Entre o fracasso e o excesso de uma autoridade sem escoras

Ao contrário de uma prática pedagógica orientada pela psicanálise, os fatos culturais revelam um movimento coletivo insistente no sentido oposto ao da instauração da função simbólica. Uma combinação mórbida entre mercado, marketing e democracia representativa (que não representa nem um pouco a maioria das pessoas), desencadeia fortes reações subjetivas, em vez de garantir a instauração de uma autoridade criativa que promova a sublimação.

A sociedade tecnocientífica, influenciada pelo positivismo lógico e pelo empirismo naturalista, tende a atribuir as causas do mal-estar cultural (tanto quanto as do sucesso pessoal) à esfera individual. O princípio da "divisão" de certo problema em partes menores, base da concepção do método cartesiano, apaga com frequência a concepção do todo.
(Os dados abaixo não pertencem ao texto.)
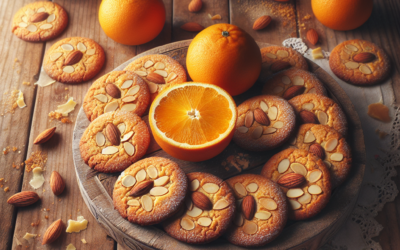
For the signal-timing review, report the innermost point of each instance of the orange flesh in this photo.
(195, 128)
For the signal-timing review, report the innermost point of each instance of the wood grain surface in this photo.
(20, 128)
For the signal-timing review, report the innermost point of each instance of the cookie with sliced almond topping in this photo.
(261, 213)
(114, 140)
(360, 62)
(264, 122)
(336, 152)
(150, 191)
(304, 179)
(39, 21)
(158, 71)
(74, 60)
(293, 82)
(318, 109)
(209, 210)
(117, 90)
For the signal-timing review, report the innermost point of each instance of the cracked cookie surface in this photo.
(150, 191)
(74, 60)
(209, 209)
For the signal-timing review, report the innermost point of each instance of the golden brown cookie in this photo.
(158, 71)
(150, 191)
(261, 212)
(39, 21)
(292, 82)
(114, 140)
(117, 90)
(74, 60)
(304, 179)
(360, 62)
(264, 122)
(277, 58)
(209, 210)
(313, 108)
(330, 146)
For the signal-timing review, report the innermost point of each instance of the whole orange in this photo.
(224, 55)
(342, 14)
(132, 22)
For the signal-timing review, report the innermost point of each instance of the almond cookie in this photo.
(158, 71)
(150, 191)
(74, 60)
(330, 146)
(304, 179)
(117, 90)
(39, 21)
(261, 212)
(277, 58)
(293, 82)
(113, 141)
(313, 108)
(209, 210)
(264, 122)
(360, 62)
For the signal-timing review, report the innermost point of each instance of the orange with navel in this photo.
(193, 121)
(224, 55)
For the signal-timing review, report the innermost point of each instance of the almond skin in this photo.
(317, 150)
(364, 57)
(53, 232)
(23, 199)
(293, 91)
(291, 180)
(45, 136)
(262, 22)
(156, 78)
(192, 27)
(280, 65)
(248, 207)
(308, 117)
(113, 134)
(195, 5)
(141, 188)
(201, 201)
(57, 183)
(312, 36)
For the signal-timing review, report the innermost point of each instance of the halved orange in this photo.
(193, 121)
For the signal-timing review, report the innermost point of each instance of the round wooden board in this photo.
(96, 188)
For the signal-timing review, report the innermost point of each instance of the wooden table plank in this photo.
(20, 62)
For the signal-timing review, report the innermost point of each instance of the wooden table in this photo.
(21, 61)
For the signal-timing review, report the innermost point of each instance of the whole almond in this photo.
(141, 188)
(113, 134)
(262, 22)
(317, 150)
(23, 199)
(293, 91)
(113, 91)
(312, 36)
(45, 136)
(156, 78)
(53, 232)
(279, 65)
(364, 57)
(73, 57)
(261, 117)
(195, 5)
(57, 184)
(248, 207)
(291, 180)
(38, 17)
(308, 117)
(201, 201)
(192, 27)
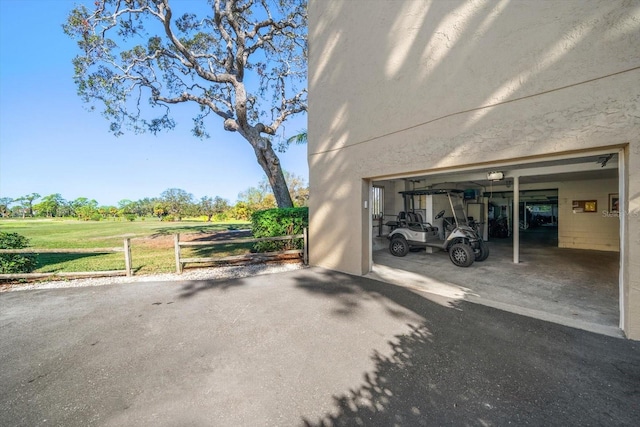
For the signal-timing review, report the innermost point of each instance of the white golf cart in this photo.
(461, 240)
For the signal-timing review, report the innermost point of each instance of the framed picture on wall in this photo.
(614, 202)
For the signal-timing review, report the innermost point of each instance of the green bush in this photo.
(279, 222)
(15, 263)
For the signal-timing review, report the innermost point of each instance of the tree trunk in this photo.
(270, 163)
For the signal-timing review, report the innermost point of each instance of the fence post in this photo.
(176, 244)
(127, 257)
(305, 246)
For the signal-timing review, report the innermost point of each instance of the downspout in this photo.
(516, 219)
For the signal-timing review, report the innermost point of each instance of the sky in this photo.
(50, 143)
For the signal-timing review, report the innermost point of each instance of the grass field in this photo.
(152, 248)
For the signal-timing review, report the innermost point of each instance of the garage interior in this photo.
(543, 270)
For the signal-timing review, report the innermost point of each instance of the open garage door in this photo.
(557, 218)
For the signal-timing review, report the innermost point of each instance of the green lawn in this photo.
(152, 248)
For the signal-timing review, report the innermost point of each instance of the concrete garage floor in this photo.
(577, 288)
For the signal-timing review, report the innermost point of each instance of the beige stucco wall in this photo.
(598, 230)
(403, 87)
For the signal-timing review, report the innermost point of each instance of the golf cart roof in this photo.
(431, 191)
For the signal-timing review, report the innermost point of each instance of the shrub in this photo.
(15, 263)
(279, 222)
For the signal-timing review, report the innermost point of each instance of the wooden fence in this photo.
(128, 271)
(180, 261)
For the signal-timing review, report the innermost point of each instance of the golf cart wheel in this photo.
(461, 255)
(398, 246)
(484, 252)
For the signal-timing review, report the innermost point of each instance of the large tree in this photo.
(243, 61)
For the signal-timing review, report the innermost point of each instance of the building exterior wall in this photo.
(407, 87)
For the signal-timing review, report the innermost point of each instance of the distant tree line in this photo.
(173, 204)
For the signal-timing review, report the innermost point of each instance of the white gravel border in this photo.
(211, 273)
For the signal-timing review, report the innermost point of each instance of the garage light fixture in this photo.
(495, 176)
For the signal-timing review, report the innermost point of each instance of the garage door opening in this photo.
(569, 260)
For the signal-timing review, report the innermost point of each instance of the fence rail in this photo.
(128, 271)
(181, 261)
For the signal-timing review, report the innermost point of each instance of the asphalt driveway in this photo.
(305, 348)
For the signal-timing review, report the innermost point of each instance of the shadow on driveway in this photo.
(310, 347)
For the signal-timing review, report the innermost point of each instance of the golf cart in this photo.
(461, 240)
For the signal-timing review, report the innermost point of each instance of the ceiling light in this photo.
(495, 176)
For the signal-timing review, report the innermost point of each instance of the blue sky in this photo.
(50, 143)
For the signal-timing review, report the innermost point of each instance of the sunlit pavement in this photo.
(309, 347)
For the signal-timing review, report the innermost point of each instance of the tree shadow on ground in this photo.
(47, 261)
(468, 364)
O que pode ser bom para o desenvolvimento científico, não é suficiente para a compreensão humana. Então, a análise fragmentada do ser humano, através de suas partes constitutivas, leva a uma visão reducionista das influências e relações subjetivas na constituição de uma gestalt complexa.

Em um contexto altamente individualista (MARTIN, 2016), fragmentário, competitivo e de meritocracia, a autoridade tende a se impor sem questionamentos. Isso se dá na medida em que os lugares de autoridade são pré-estabelecidos por condições pouco acessíveis à maioria, pois a falta de oportunidade e a tendência a perpetuar algumas poucas famílias privilegiadas no poder constituem aspecto notável de uma sociedade que se estrutura de maneira piramidal, em que pouquíssimos indivíduos chegam a um lugar de comando.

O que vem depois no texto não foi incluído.